Ruger Mark III Owners

Discussion in 'Ruger Rimfire Forums' started by SGW Gunsmith, Jan 10, 2021.

  1. SGW Gunsmith

    SGW Gunsmith Active Member

    Many Mark III owners are completely fed-up with dis and then re-assembly of their pistols for a much needed, and routinely required, cleaning maintenance plan. What to do?
    The Ruger engineers inflicted a system into the Ruger Mark III that requires a real PITA to deal with during disassembly. The "magazine disconnect". These parts require that pulling the trigger requires that a magazine be inserted into the grip frame. Either empty or full, doesn't matter.
    So, during take-down, you need to verify that the chamber is empty of any live rounds, as is the magazine, to be SAFE, then you insert the empty magazine, point the pistol in a safe direction, then, and only then, will you be able to pull the trigger and send the hammer forward. Then, you need to remove the magazine so that the mainspring housing latch can be pulled down and the mainspring housing removed. Removing the upper from the grip frame will now be easily done.
    Enter, a very smart fella' who perfected the design of a replacement hammer bushing that takes the magazine disconnect parts out of play, and then the pistol will behave much more like the Ruger Mark II pistol does, for maintenance.
    Others came along and tried to copy his design, but from the get-go it was noticed that the copy-cats were oblivious as to what they were doing which reflected their firearms knowledge ignorance. Tandemkross did what they do best, copy someone's idea. This was their first "boondoggle" because they made their first attempt out of aluminum. They did sell a bunch of these to unsuspecting customers that trusted their sales pitch, but when the bushings began to wear quickly from dealing with "steel" mating parts, failure of those aluminum bushings came in droves. No, we never did read of a replacement or rebate program involved when they finally went to using "steel" for their bushing. Good customer service?
    Another feature those two had no clue about, hammer bushing bore size is not the same with every Ruger Mark III pistol hammer, the size varies, so many of their hammer bushings fit loosely and drifted from side to side over the hammer pivot pin, and some even wobbled. Didn't do much to maintain a consistent trigger pull.
    So, that's why I like to work with MY fabulous customers and see that they get a matched hammer to hammer bushing accomplishment, which they deserve for what they're spending:
    This is a combined assembly of a Ruger Mark III "speed-lock" hammer and a press fit hammer bushing that will replace the magazine disconnect parts for a Mark III pistol. The hammer has had all contact surfaces polished for smooth operation, and best of all, it's a "drop-in" part, so you can replace your original parts if your pistol ever needs to go back to Ruger.
    Send me an email or private message if you'd like to learn more.
  2. jmohme

    jmohme Well-Known Member

    I wish you had warned me years ago before I, without any issues, took down, cleaned, and resembled my Mark III more times than I care to count.
    I had no idea it was supposed to be difficult.

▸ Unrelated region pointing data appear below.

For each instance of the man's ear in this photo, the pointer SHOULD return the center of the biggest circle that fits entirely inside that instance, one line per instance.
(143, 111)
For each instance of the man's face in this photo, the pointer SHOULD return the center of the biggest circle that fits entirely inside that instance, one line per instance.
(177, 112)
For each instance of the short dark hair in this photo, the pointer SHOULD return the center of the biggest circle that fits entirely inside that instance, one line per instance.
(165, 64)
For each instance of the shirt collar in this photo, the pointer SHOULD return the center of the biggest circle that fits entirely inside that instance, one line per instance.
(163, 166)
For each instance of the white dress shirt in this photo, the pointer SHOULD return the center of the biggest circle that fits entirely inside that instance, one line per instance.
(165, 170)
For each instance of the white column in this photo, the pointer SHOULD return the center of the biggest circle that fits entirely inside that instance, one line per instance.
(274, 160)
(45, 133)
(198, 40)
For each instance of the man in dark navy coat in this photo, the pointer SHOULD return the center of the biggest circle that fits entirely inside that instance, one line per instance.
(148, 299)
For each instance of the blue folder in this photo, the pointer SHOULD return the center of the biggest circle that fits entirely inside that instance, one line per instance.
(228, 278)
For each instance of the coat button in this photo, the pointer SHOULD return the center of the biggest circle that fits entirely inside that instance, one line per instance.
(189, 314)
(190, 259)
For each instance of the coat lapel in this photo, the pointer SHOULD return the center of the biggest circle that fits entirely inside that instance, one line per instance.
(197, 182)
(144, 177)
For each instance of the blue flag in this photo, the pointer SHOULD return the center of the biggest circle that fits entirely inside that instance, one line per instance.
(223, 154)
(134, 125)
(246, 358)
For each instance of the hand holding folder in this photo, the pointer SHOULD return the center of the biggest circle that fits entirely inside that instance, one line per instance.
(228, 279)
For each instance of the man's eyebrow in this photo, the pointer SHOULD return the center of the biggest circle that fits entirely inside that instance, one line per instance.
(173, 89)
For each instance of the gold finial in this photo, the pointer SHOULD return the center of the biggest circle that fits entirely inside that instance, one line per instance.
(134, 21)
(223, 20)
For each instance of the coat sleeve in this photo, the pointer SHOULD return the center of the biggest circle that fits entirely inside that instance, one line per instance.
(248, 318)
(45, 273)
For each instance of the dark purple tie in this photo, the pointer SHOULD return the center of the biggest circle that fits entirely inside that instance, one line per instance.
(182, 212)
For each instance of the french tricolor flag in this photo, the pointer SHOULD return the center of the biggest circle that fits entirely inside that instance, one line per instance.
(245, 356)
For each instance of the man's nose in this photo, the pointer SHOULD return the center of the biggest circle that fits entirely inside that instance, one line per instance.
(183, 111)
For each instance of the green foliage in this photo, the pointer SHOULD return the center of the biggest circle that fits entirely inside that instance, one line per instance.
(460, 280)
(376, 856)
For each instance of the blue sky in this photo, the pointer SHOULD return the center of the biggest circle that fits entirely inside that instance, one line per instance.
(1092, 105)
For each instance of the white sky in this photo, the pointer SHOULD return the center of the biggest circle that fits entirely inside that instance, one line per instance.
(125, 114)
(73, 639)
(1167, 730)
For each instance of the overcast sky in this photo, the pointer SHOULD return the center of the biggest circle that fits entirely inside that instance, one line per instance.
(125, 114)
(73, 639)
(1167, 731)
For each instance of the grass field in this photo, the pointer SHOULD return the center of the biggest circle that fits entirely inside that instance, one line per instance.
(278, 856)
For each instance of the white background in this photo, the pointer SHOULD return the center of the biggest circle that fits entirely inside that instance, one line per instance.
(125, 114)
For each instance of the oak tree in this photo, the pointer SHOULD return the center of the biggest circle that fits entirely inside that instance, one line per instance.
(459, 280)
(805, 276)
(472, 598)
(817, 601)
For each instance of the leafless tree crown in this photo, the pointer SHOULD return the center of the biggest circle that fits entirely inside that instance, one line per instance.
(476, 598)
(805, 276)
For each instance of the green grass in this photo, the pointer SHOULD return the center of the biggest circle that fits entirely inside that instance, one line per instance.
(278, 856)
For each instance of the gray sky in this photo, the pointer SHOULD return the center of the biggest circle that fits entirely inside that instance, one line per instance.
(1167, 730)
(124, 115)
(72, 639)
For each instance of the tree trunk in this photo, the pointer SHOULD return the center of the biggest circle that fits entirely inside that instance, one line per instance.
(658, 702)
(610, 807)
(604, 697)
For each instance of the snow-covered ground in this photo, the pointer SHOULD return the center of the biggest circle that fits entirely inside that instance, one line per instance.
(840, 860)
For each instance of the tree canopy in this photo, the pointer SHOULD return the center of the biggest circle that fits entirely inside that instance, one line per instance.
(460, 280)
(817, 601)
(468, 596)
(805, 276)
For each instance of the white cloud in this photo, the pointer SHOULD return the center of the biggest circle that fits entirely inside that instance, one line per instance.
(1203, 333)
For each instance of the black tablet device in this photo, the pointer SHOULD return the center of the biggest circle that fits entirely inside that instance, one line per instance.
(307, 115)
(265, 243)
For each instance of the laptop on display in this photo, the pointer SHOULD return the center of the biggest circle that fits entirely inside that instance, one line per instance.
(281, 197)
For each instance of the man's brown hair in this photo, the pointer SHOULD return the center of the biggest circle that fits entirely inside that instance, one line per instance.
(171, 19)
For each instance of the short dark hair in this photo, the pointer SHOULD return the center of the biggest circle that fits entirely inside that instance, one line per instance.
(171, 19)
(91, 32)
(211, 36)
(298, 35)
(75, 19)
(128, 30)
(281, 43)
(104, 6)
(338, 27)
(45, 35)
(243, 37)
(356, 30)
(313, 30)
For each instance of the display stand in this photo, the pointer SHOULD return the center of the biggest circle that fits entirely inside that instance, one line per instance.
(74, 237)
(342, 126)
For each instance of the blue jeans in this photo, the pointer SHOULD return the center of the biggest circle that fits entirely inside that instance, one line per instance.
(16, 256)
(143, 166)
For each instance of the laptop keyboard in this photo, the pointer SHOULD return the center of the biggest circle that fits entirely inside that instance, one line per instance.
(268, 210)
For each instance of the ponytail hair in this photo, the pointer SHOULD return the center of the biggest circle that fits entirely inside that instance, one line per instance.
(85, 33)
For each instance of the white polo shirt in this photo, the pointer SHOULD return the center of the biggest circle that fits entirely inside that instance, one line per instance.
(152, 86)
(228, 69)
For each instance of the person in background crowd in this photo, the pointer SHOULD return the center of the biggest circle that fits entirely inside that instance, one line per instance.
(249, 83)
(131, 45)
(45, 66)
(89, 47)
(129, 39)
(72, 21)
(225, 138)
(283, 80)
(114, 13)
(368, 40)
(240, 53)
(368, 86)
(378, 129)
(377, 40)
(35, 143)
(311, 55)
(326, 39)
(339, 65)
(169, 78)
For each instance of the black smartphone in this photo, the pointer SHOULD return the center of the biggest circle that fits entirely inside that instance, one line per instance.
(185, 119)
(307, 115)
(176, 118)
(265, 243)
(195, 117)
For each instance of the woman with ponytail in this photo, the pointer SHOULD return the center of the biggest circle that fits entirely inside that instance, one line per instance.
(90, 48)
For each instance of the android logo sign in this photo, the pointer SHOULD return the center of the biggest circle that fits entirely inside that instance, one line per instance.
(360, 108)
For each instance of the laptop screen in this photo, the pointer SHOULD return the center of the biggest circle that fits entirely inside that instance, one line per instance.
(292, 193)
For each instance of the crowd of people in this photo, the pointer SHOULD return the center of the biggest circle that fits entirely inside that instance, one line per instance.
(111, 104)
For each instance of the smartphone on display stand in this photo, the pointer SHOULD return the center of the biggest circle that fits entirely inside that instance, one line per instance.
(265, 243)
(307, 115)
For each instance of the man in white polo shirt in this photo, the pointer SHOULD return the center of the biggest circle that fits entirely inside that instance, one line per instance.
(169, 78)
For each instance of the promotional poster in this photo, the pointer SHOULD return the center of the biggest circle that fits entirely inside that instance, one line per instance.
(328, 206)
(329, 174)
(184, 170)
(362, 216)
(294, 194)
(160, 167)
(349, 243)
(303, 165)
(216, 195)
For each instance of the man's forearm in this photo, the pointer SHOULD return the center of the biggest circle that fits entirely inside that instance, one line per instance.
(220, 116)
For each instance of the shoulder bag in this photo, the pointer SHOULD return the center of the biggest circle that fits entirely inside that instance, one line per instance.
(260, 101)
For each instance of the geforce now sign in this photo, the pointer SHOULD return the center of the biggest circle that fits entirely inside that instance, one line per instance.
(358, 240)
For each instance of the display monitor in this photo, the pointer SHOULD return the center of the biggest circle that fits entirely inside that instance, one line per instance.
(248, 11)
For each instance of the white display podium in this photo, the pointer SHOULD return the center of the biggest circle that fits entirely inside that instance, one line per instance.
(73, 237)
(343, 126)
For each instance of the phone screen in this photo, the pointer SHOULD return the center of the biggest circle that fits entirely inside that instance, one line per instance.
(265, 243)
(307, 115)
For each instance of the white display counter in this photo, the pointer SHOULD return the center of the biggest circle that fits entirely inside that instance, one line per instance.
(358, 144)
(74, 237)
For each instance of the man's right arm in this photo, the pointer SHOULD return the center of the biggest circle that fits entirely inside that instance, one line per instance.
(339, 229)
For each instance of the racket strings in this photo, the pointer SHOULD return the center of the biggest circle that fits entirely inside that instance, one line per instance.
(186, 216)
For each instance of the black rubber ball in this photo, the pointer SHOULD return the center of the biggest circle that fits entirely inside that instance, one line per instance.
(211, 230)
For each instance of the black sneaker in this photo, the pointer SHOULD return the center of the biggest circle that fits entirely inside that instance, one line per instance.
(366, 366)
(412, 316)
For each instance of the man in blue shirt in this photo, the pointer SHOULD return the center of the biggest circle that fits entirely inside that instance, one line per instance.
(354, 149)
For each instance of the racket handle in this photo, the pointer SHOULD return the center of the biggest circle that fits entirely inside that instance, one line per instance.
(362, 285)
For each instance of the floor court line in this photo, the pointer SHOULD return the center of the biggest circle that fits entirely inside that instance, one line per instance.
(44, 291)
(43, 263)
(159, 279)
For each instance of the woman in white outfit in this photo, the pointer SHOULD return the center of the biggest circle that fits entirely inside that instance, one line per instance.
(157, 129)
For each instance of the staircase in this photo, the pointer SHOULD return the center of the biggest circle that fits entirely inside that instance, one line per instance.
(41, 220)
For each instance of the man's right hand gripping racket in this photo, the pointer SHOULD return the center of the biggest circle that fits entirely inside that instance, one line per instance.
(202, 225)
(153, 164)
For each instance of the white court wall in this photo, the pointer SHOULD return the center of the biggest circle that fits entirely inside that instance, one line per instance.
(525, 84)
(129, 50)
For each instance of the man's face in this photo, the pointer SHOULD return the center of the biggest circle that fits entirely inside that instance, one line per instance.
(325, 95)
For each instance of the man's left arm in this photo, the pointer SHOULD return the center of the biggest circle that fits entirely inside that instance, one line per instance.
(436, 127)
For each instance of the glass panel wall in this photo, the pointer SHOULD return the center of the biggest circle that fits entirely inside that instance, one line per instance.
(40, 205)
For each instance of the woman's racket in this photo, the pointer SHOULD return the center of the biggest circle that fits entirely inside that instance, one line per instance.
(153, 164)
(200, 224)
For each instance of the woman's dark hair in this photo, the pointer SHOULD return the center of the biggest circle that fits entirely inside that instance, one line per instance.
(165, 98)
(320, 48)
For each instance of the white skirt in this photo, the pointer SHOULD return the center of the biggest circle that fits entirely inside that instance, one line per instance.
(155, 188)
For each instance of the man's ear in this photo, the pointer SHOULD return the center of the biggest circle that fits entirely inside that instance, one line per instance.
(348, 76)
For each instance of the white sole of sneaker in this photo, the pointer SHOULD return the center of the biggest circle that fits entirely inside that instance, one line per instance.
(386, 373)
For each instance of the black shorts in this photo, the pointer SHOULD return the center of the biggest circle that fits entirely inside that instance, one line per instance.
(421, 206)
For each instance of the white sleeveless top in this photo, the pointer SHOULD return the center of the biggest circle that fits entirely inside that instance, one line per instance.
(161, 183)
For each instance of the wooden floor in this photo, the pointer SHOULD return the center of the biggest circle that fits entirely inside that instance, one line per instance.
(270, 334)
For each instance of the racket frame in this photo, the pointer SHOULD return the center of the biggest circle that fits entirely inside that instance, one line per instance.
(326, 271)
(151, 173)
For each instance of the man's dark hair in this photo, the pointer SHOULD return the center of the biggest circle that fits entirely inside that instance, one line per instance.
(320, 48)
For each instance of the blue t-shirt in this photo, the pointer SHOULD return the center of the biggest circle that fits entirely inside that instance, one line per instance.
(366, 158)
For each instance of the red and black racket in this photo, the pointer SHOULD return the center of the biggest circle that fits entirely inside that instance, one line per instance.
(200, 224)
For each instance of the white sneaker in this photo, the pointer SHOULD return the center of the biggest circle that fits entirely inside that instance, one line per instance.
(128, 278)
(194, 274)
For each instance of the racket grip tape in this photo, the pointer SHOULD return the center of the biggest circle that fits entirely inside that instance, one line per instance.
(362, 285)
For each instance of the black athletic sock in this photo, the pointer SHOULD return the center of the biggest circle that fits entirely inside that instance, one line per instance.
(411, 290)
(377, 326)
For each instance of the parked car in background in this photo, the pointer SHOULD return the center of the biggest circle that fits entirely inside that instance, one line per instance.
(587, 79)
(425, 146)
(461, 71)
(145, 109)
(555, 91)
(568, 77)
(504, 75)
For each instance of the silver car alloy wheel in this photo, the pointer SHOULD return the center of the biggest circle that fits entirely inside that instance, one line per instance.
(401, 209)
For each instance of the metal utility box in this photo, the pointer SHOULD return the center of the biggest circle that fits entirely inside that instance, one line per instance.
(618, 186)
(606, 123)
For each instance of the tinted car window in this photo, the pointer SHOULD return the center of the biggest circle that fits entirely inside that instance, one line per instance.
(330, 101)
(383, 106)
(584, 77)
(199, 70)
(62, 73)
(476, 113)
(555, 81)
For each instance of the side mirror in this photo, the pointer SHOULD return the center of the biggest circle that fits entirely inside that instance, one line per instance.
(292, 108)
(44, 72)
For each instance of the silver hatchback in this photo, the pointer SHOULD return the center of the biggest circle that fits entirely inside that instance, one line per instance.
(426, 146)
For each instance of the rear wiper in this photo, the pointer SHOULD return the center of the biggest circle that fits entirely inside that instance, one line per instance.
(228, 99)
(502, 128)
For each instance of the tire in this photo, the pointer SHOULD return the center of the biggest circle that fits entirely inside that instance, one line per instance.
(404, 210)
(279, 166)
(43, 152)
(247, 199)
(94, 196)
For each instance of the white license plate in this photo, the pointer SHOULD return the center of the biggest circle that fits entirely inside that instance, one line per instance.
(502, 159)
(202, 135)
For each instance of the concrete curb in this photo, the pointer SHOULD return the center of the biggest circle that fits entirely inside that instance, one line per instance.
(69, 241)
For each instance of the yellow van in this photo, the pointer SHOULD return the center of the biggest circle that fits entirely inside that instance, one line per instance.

    I sometimes wonder if folks that claim to have so much trouble with this process could even change the oil in their cars.

    Sure, It is not as easy as taking down a Glock, but it's not brain surgery either.

  3. SGW Gunsmith

    SGW Gunsmith Active Member

    I posted many warnings after the Ruger Mark III first hit the distributor shelves in 2003, or so, concerning the magazine disconnect and then how to thwart that feature so reassembly is much easier, on several forums involving rimfire semi-auto handguns.
    I agree, some just don't feel the need to get too deeply involved with the workings of their Ruger Mark pistols, and I also understand, they'd rather pass those duties off to someone else, and that's their choice, and entitlement.